So it's been a pretty good week in work, I've worked on quite a few different projects, mostly for Best Western this week. More specifically I've been working on making amends and learning how to design emails in Photoshop.
Usually, when we have an email to design, it gets made in InDesign first because it's much easier to edit and change while making amends, then once the client is happy with it, we move into Photoshop ready for it to go to build (we don't technically make the final product we just design it).
I've found it really interesting designing emails because it's not something I imagined i'd be working on. It's not even something I had even thought about as needing to be designed. But when I started working on Best Western, I soon realised anything that goes out to clients needs to follow and fit into the campaign structure perfectly. What I've really enjoyed about this challenge is firstly working out exactly how things need to be set and laid out in an email format in order to work properly. Understanding what will and won't work when an email goes to build and is sent out is an important part of the design process.
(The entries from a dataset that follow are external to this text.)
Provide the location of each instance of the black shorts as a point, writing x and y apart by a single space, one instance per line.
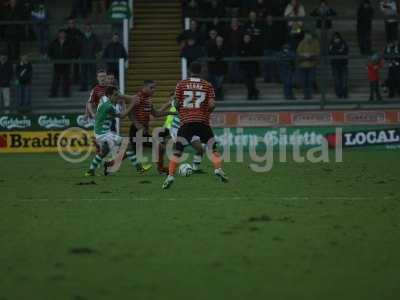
132 137
194 131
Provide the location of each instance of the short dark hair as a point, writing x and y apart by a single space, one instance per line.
148 82
110 90
195 68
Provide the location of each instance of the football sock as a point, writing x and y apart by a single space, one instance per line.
197 161
173 165
132 157
216 160
95 162
160 162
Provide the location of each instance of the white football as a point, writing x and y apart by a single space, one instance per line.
185 170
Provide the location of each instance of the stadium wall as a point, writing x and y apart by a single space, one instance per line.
50 133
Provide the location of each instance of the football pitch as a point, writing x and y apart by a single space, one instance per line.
301 231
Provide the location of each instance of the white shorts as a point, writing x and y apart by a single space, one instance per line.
111 139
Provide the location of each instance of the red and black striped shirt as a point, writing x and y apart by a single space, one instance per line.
142 111
194 96
97 92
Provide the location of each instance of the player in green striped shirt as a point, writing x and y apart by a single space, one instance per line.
108 140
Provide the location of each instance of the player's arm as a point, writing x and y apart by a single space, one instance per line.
90 109
211 104
163 112
133 101
211 99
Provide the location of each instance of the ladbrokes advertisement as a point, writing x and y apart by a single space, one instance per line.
59 132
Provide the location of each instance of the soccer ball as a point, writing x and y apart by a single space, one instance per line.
185 170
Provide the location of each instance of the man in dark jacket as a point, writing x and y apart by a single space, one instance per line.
13 32
234 40
287 59
74 36
337 47
192 51
273 42
114 51
249 68
6 74
254 28
392 53
90 49
194 33
217 68
60 49
364 26
23 73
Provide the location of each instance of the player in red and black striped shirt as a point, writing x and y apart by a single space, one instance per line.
142 110
195 101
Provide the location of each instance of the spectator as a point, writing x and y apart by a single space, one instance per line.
80 8
114 51
323 11
217 68
391 50
374 66
261 9
234 40
90 49
308 53
324 27
118 11
255 29
75 37
249 68
193 32
98 9
60 49
213 8
212 35
365 15
191 9
232 8
287 59
40 17
111 80
389 9
273 43
6 74
13 32
337 47
218 26
192 51
296 32
23 73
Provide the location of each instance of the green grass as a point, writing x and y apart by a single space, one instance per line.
302 231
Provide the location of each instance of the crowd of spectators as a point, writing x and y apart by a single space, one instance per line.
70 43
230 33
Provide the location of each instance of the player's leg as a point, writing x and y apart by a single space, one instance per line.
131 153
207 136
184 135
198 156
98 159
161 152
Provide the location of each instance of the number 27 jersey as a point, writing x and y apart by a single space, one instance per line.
193 98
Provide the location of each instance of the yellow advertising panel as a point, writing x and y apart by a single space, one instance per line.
73 139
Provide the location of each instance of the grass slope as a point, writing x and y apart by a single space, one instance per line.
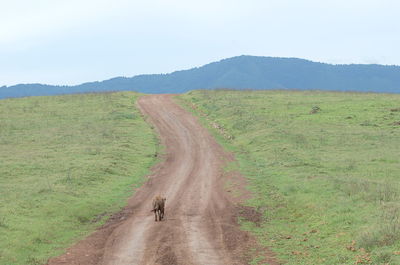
326 183
66 163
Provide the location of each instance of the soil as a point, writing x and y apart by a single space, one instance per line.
200 225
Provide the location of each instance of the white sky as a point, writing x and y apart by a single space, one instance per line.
74 41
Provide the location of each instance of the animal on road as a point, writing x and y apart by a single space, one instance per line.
158 207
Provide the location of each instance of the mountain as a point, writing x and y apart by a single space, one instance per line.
241 72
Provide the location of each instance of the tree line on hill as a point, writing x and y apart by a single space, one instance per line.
241 72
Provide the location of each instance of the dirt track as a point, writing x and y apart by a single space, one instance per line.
200 225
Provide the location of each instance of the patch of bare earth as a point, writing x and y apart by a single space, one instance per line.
200 226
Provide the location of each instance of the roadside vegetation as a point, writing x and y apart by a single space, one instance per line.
66 163
323 167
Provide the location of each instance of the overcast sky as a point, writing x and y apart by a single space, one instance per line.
74 41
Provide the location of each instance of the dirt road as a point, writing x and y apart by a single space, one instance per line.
200 225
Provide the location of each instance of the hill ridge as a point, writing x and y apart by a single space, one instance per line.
239 72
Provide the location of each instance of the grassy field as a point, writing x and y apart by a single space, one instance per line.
324 169
66 163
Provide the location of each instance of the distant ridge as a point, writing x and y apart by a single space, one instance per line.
241 72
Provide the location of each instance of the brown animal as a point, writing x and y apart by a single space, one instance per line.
158 207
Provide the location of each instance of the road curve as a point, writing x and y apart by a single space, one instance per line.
200 225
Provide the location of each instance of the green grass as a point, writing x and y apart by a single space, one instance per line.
66 163
320 180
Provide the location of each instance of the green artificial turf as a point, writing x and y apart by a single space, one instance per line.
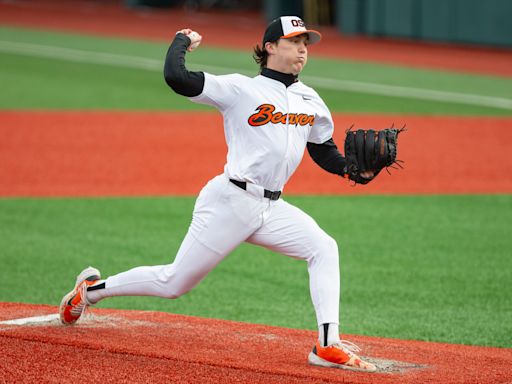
52 72
430 268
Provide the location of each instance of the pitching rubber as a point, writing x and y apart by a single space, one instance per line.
314 359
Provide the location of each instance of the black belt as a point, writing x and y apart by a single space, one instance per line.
272 195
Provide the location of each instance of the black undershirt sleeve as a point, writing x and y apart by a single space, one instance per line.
176 75
328 157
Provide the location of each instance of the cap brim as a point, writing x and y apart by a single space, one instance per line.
313 36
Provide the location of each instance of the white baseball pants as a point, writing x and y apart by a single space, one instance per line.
224 217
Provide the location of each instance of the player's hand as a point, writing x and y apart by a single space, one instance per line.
367 174
195 38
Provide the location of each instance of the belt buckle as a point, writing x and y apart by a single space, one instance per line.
274 195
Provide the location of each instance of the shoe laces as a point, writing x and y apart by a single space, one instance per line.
347 346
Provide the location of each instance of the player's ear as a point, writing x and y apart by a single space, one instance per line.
271 47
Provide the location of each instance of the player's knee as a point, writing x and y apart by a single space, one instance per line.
330 247
326 249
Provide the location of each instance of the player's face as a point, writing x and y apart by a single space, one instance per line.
289 55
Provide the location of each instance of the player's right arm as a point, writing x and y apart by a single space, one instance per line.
221 92
181 80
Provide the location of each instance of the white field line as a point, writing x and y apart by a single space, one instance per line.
31 320
120 60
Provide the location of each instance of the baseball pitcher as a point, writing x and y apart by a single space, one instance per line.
269 121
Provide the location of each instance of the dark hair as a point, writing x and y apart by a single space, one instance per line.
260 56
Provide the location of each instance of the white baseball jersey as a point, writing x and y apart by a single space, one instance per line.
266 124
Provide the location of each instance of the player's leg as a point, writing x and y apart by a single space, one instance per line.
224 216
290 231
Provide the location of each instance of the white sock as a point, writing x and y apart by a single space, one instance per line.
96 294
328 334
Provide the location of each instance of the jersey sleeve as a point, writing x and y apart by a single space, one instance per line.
323 128
220 91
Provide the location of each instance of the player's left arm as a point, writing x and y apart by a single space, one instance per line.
327 156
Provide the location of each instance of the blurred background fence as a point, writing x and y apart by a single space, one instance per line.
458 21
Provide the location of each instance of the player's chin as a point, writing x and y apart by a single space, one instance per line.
297 68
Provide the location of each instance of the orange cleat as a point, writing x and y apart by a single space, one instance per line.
73 305
340 355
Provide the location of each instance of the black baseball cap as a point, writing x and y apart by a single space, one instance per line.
285 27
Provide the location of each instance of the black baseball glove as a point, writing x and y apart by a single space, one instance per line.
367 152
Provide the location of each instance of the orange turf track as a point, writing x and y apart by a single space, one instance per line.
116 346
48 153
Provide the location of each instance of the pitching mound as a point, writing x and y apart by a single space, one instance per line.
136 346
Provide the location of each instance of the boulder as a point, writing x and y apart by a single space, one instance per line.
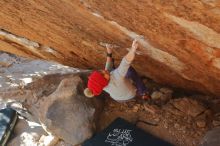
211 138
26 134
67 113
179 44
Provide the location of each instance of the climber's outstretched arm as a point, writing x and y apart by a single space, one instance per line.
127 60
131 54
109 63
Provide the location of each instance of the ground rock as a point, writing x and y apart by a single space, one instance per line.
211 138
189 106
66 112
26 134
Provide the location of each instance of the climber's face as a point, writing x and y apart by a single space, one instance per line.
106 74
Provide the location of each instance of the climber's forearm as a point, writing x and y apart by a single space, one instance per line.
130 56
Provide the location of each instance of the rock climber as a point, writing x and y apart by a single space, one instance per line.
122 83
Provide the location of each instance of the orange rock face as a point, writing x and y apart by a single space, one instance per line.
181 44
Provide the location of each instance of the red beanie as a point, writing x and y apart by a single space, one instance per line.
97 82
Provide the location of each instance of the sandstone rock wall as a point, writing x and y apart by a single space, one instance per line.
180 46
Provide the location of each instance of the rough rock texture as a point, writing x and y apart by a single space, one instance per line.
189 106
180 45
211 138
51 93
67 113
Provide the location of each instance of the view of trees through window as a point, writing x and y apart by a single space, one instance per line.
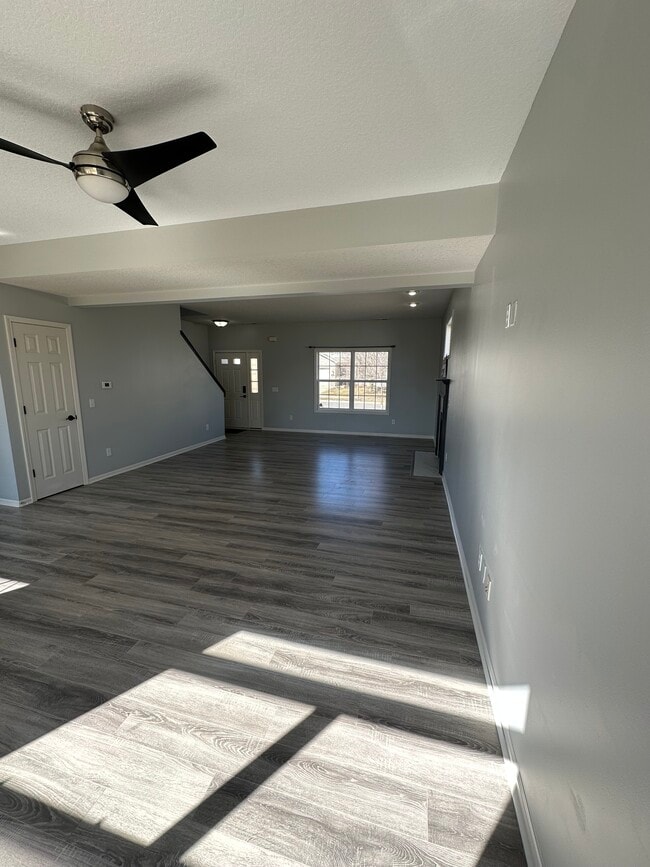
349 379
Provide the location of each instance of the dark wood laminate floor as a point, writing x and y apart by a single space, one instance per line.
257 653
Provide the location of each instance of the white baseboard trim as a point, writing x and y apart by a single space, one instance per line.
155 460
15 504
350 433
519 800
Things you wouldn't even consider normally when your designing something, like how many characters the longest hotel name has so you know whether it will fit in the space you have left. All of these things have to be thought about, because if a client receives an email that has gaps in or is unreadable, then there's going to be a lot of trouble. We all know what it's like when you get an email that has random text on it instead of an image, it's a waste of our time.
The second thing I have really enjoyed about working on these email designs is how invested you need to be to work on the brand. When I first started working on the Best Western brand I had a look through the brand guidelines, and was very confused as to why they had so many rules. But actually now that I've been working on it for over a month, I'm starting to get to grips with how to follow the guidelines a lot closer. From using the right fonts, colour palettes, and trawling through old material to work out what type of font combinations they use, and where specific fonts or shapes are used. It's really nice now being able to pick up a Best Western brief and know where I should go with it, without a whole tonne of amends coming my way.
As I said, I still have a lot to learn about it, but I feel like I'm learning something valuable with every piece I work on.